What’s Wrong With Traditional Incandescent Light Bulbs?

The traditional bulbs many of us grew up with are incandescent bulbs. Let’s keep this simple. An incandescent bulb has a filament inside. You’ve probably seen this; it looks like a very thin squiggly wire inside the bulb (“Squiggly” is as technical as it gets here). When electricity goes through the filament, it heats up until it’s white-hot, and produces the light that you see.

The problem with incandescent bulbs is that they’re extremely inefficient. They use up a lot of electricity (compared to other bulbs), and most of that electricity (as much as 90%) is wasted through generating heat instead of light. They also don’t last as long as the newer, more eco-friendly bulbs.

What’s a CFL and Why is it Better Than an Incandescent Bulb?

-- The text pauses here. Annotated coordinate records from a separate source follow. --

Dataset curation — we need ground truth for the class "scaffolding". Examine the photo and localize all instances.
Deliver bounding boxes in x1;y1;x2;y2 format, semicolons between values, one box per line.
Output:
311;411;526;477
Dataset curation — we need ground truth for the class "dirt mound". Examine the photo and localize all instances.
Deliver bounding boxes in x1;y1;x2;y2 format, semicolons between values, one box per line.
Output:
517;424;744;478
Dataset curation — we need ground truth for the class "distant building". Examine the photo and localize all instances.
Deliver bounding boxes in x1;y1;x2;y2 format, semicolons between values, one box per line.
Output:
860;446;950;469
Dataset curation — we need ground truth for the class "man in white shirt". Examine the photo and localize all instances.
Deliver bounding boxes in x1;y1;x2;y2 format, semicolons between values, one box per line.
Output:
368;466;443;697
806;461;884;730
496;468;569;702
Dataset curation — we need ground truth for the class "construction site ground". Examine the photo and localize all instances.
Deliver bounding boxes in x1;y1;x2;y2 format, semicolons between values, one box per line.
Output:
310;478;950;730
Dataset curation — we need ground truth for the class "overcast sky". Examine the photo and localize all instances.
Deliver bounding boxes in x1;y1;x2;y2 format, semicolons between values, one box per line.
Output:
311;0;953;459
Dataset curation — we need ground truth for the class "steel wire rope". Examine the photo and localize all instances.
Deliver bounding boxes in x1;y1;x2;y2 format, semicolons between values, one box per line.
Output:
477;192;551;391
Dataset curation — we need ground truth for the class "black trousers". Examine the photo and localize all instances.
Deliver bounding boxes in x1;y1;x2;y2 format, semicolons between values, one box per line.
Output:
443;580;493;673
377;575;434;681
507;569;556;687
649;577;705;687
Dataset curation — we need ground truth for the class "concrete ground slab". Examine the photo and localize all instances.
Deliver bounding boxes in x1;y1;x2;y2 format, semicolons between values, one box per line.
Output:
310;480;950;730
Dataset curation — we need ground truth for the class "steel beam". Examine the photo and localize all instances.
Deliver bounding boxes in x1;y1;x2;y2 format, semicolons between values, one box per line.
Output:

A CFL is a “Compact Fluorescent Light.” Many of these bulbs (like the one pictured above) look like a small fluorescent tube that’s been twisted around into a spiral shape. However, the newer “A-shaped” CFL’s are a lot more like the shape of a traditional light bulb, and can be used with lamp shades that are designed to clip onto the bulb. CFL’s are much more energy-efficient than incandescent lights because they don’t have to convert the energy to heat in order to produce light. Here are a few points that make a CFL a better choice than an incandescent bulb:

  • CFL’s use about 1/4 of the energy used by incandescent bulbs
  • A CFL will last 6 – 15 times longer than an incandescent bulb
  • CFL’s give off less heat (which means more efficient cooling in the warmer months)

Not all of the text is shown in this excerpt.